À une cinquantaine de kilomètres d’Agadir, la commune de Belfaa est l’une des plus importantes zones de production de tomates (rondes, cerises) du Royaume et de la plaine de Chtouka, qui compte environ 8.000 ha de tomates cultivées sous serre.
En ce mercredi 7 juin, le temps n’est pas à la fête pour les producteurs maraîchers de Belfaa. Au-delà des prix des intrants agricoles qui ne cessent d’augmenter et de la pénurie d’eau, les maladies et ravageurs ne les laissent pas indifférents.
Outre la mineuse de la tomate (Tuta absoluta), les producteurs de la plaine de Chtouka sont confrontés au virus des fruits bruns et rugueux de la tomate, ToBRFV. Ce virus, inoffensif pour l’homme mais dévastateur pour la culture, fait planer un doute sur leur prochaine campagne.
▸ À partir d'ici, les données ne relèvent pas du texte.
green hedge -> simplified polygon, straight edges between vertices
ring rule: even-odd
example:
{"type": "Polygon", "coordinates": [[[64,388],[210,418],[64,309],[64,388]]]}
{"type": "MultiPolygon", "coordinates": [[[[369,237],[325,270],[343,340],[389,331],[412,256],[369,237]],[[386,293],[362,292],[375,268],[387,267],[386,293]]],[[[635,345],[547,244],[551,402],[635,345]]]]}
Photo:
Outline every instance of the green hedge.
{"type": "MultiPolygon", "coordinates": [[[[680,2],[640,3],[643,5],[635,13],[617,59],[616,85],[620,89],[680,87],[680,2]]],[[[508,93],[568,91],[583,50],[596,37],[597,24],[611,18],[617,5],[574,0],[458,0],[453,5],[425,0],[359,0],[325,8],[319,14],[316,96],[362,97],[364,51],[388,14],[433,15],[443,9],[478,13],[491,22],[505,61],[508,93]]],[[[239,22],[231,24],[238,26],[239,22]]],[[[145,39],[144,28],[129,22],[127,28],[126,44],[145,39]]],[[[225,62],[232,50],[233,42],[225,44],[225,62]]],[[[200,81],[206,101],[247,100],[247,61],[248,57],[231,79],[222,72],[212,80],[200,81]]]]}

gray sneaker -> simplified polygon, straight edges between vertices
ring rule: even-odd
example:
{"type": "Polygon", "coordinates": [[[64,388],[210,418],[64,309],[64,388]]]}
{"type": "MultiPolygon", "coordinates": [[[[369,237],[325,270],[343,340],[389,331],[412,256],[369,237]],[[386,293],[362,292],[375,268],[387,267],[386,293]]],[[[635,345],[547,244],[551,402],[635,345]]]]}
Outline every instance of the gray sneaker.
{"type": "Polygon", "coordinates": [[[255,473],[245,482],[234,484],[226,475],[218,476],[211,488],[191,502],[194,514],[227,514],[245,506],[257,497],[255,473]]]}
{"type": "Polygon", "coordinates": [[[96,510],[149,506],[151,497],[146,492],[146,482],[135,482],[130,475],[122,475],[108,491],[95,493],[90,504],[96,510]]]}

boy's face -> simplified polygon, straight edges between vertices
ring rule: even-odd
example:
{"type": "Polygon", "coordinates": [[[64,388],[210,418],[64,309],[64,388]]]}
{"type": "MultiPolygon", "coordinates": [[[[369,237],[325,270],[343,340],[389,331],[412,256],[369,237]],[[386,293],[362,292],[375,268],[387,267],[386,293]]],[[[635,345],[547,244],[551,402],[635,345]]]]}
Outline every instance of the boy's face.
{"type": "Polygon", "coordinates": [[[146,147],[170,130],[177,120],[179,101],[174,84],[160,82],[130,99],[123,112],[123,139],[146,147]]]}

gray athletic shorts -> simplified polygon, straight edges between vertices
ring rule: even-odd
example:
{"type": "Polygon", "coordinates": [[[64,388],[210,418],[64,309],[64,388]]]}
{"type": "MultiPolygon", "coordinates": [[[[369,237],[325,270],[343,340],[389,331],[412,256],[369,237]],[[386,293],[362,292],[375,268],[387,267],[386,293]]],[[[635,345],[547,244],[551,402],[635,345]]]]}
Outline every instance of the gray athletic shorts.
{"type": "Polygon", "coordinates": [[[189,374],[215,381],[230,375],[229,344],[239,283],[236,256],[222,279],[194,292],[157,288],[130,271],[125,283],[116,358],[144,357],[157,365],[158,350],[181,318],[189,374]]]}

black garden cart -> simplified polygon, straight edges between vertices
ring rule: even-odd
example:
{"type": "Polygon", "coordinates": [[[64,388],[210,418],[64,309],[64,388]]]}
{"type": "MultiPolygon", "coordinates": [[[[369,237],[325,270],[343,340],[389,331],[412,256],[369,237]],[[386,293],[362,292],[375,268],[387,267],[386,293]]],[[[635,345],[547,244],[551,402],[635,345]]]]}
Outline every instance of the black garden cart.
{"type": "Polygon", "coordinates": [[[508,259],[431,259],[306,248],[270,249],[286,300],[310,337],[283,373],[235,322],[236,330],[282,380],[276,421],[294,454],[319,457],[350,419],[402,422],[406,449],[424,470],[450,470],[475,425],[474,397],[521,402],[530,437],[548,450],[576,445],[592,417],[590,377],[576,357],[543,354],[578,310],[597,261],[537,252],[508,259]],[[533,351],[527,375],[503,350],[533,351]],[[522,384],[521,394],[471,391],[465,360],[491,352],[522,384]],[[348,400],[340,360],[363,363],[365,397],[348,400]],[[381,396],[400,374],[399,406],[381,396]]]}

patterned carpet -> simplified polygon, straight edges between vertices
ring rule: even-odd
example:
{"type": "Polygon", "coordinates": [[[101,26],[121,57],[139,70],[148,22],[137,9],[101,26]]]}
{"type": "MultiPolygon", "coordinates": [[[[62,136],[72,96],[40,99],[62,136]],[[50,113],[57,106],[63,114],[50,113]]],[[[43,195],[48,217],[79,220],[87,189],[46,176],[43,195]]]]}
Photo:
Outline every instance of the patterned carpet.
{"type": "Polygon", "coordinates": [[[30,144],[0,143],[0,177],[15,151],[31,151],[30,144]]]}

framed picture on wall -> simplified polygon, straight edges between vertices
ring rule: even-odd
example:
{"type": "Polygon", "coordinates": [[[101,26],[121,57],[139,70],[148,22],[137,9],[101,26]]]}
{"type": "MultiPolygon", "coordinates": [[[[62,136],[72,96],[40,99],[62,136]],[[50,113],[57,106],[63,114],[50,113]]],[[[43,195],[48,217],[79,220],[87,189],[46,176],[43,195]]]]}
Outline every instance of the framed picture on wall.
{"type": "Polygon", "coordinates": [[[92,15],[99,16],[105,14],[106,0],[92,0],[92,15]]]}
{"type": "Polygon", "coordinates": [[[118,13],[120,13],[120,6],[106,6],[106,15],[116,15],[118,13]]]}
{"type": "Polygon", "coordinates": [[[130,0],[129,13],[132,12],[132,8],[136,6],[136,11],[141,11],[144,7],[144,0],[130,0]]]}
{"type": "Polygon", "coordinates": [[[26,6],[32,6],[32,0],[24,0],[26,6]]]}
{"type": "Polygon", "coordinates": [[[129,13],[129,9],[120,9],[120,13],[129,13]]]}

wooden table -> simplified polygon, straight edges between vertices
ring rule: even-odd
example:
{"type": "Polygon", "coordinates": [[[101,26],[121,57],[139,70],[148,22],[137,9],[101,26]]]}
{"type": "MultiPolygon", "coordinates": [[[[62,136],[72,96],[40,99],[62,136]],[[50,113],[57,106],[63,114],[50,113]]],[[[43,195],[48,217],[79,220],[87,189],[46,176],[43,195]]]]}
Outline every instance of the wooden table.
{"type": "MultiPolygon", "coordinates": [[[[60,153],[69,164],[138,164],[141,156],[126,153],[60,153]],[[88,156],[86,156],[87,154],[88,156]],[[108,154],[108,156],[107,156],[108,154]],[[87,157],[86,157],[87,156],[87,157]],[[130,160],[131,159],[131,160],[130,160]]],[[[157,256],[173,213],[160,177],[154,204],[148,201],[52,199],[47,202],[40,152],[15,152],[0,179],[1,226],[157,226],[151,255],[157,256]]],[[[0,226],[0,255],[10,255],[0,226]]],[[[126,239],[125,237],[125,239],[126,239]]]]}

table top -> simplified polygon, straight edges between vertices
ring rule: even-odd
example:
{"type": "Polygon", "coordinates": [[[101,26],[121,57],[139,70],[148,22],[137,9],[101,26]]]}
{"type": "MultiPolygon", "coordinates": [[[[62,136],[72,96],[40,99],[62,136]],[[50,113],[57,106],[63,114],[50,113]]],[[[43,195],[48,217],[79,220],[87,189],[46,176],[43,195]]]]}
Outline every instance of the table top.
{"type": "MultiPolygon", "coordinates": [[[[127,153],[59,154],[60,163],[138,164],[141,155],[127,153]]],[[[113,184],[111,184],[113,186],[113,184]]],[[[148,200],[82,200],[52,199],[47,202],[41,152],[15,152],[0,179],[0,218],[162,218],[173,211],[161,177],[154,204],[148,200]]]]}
La plaine de Chtouka touchée par le ToBRFV
Yassine Belhrache, membre de l’Association Chtouka des producteurs agricoles, possède cinq hectares où il cultive des poivrons mais aussi et surtout des tomates rondes. Il est, à l’image des autres cultivateurs, dans l’expectative. “Nous craignons de tout miser sur la tomate alors que le virus du ToBRFV peut réduire à néant l’ensemble de nos efforts”, s’inquiète-t-il en nous conduisant vers une de ses serres de production.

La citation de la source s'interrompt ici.